米老头这时也不卖关子,直接就说了出来:“这看着是老鼠崽子,其实是我们金陵特有的一种鱼,叫作浮芦,平时常常藏匿于水底,寻常人都不曾见得,老汉我很久以前拜过一个师父,我那师父是一个老饕。因此,老汉我也养成了一个爱吃的习惯。”
米老头说到这里,神情像回到了很多年前跟着师父一般,半天才回过味儿来继续说道:“这捉浮芦的法子就是师父教我的,说来也简单,不过是找一些松树木柴,点着后用水熄灭,但不是全灭,然后放到水边用烟去熏,没一会儿那些浮芦就被松烟熏的晕了向,一个个飘到水边,这时候就一捡一个准。”

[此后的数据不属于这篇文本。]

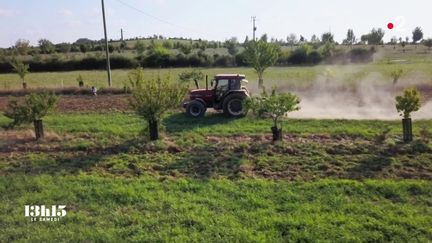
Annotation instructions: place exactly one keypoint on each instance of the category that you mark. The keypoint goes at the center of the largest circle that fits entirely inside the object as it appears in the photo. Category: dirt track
(85, 103)
(369, 102)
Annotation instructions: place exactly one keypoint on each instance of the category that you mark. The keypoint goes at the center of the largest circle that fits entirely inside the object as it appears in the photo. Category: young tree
(140, 48)
(187, 76)
(408, 102)
(186, 48)
(428, 43)
(292, 39)
(327, 37)
(231, 46)
(417, 34)
(274, 106)
(63, 47)
(375, 36)
(21, 69)
(350, 39)
(22, 46)
(46, 46)
(261, 55)
(84, 48)
(396, 74)
(32, 109)
(151, 98)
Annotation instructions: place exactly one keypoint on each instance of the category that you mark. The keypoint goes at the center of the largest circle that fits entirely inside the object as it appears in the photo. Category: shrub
(151, 98)
(33, 109)
(274, 106)
(408, 102)
(360, 55)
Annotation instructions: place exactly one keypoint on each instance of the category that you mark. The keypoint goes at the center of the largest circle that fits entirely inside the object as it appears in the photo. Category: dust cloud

米老头说到这里,非默三人啧啧称奇的时候,野羊道人又问出了一个问题:“老鼠,你说来说去,说的这也全是鱼啊,关老鼠崽子什么事?”
米老头没好气的看了一眼野羊道人才继续说道:“你急什么,这不就正要说嘛。”
说着,米老头提起一坛米酒,一掌拍下,那厚厚的封泥应声而落,一阵淡淡的米酒香瞬间包裹了众人。
酒香混着菜香,却是别有一番风味,众人不由地分了筷子。
“边吃边说,边吃边说。”米老头招呼着众人吃喝起来,米老头的孙子米喜给在座的人都倒了一杯米酒。

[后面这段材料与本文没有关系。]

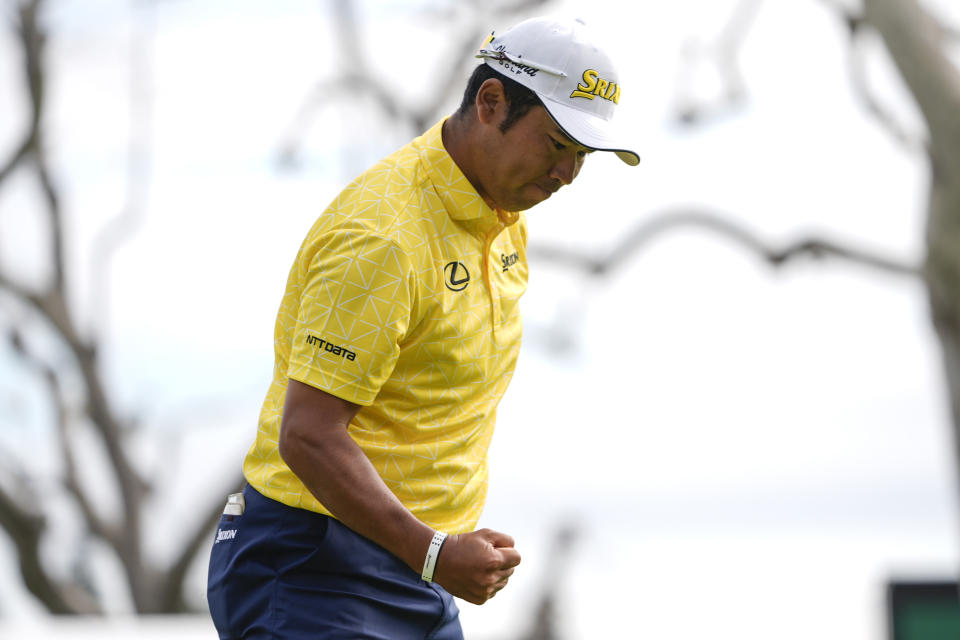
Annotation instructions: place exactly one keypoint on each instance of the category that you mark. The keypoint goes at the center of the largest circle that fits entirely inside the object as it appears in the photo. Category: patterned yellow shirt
(403, 299)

非默只喝了一小口,顿时眼里放出点点光来,这米酒确实软糯可口,没有陈年杜康的火辣,也没有桂花酿的香甜,但是这米酒要柔和的多,说直白点,就像是一个江南的女子在断桥春雨中一点点说出她的心事那样娓娓道来。米酒入肚,后劲上涌,则像是这个江南女子最后离别的时候轻轻地啄了你的侧脸一般,虽不怎么热烈,但足以迷了心神。
一杯酒下肚,桌上顿时活跃起来,俗话说女人要想熟悉一同逛次街就好,男人要想熟悉嘛,喝顿酒就好。如果是喝顿花酒,那就更不得了,铁的就像是认识几十年了一样。
一阵推杯换盏之后,米老头才又继续开口说道:“这浮芦啊,肉质紧嫩,又因为常年浮在水面之下,泥层之上,因此又少了寻常河鱼的腥味,做起来鲜的很啊,比老鼠崽子丝毫不差。”